Dalam laporan Fakultas
Peternakan Unja “Seksualitas, Nisbah Kelamin dan Hubungan Panjang Berat
(Rasbora Argyrotaenia) di Sungai Kumpeh[2]”,
ikan seluang banyak terdapat di Kumpeh. Namun dengan semakin keruhnya sungai
Batanghari, maka selain tekanan ekologis terhadap Ikan seluang, ikan seluang
sulit didapatkan walaupun di musim hujan atau Air Sungai Batanghari sedang
naik.
Bahkan ikan yang menjadi menu
makanan sehari-hari kemudian hilang dan sulit didapatkan. Bahkan 5 tahun
terakhir, ikan-ikan seperti ikan toman, ikan baung semakin sulit didapatkan.
Selain menghilangkan protein
yang terdapat di dalam ikan, kesulitan untuk melihat ikan-ikan juga menyebabkan
bergesernya tahun tanam masyarakat berupa padi di “peumoan”. Kegagalan membaca
alam kemudian menyebabkan 5 tahun terakhir kemudian menyebabkan kegagalan panen
(fuso) dan merugikan masyarakat.
Sehingga selain kebakaran yang
massif selama 17 tahun terakhir dan
diperparah sejak tahun 2010 maka ikan-ikan yang semula menjadi bagian dari
masyarakat juga disebabkan izin di lahan gambut. Gambut yang semula menjadi “rumah”
ikan dan tempat perlindungan yang tidak boleh dikelola kemudian hilang.

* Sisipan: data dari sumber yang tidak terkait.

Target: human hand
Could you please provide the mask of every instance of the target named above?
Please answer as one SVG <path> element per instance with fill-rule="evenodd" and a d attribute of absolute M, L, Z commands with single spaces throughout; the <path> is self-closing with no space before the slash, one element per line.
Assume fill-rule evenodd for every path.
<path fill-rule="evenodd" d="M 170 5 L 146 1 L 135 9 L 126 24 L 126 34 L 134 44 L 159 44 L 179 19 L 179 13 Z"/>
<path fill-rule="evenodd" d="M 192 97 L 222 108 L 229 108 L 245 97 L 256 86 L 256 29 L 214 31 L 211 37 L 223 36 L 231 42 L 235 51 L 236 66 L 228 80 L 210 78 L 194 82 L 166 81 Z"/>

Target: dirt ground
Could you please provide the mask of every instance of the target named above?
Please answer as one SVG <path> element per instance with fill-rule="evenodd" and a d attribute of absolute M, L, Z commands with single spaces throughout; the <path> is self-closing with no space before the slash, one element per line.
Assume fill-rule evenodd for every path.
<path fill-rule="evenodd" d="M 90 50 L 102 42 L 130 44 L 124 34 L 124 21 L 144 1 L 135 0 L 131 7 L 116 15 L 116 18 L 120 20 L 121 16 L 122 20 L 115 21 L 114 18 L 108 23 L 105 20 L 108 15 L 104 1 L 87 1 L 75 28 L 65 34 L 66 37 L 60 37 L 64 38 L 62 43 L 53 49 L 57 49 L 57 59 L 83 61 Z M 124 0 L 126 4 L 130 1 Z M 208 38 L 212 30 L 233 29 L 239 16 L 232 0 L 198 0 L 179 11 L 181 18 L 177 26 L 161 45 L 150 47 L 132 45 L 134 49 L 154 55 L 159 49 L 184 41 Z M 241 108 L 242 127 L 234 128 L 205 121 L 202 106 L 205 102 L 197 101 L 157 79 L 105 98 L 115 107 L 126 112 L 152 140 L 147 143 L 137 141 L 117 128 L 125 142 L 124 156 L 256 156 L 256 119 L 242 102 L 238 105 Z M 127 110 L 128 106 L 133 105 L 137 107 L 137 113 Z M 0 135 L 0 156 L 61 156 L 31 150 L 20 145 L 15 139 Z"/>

Kehancuran gambut baik dengan izin perusahaan dan kebakaran kemudian menjadi
hilangnya biodiversity.
Sehingga tidak heran kemudian
daerah gambut justru harus membeli ikan yang didatangkan dari kota Jambi.
Sebuah ironi di tengah hiruk
pikuk wacana gambut dalam pusaran lingkungan hidup sejak tahun 2010.
Nama-nama ikan juga dikenal
sebagai nama tempat. Seperti Sungai Baung di Kabupaten Batanghari, Sungai Toman
di Mendahara Ulu, Tanjung Jabung Barat.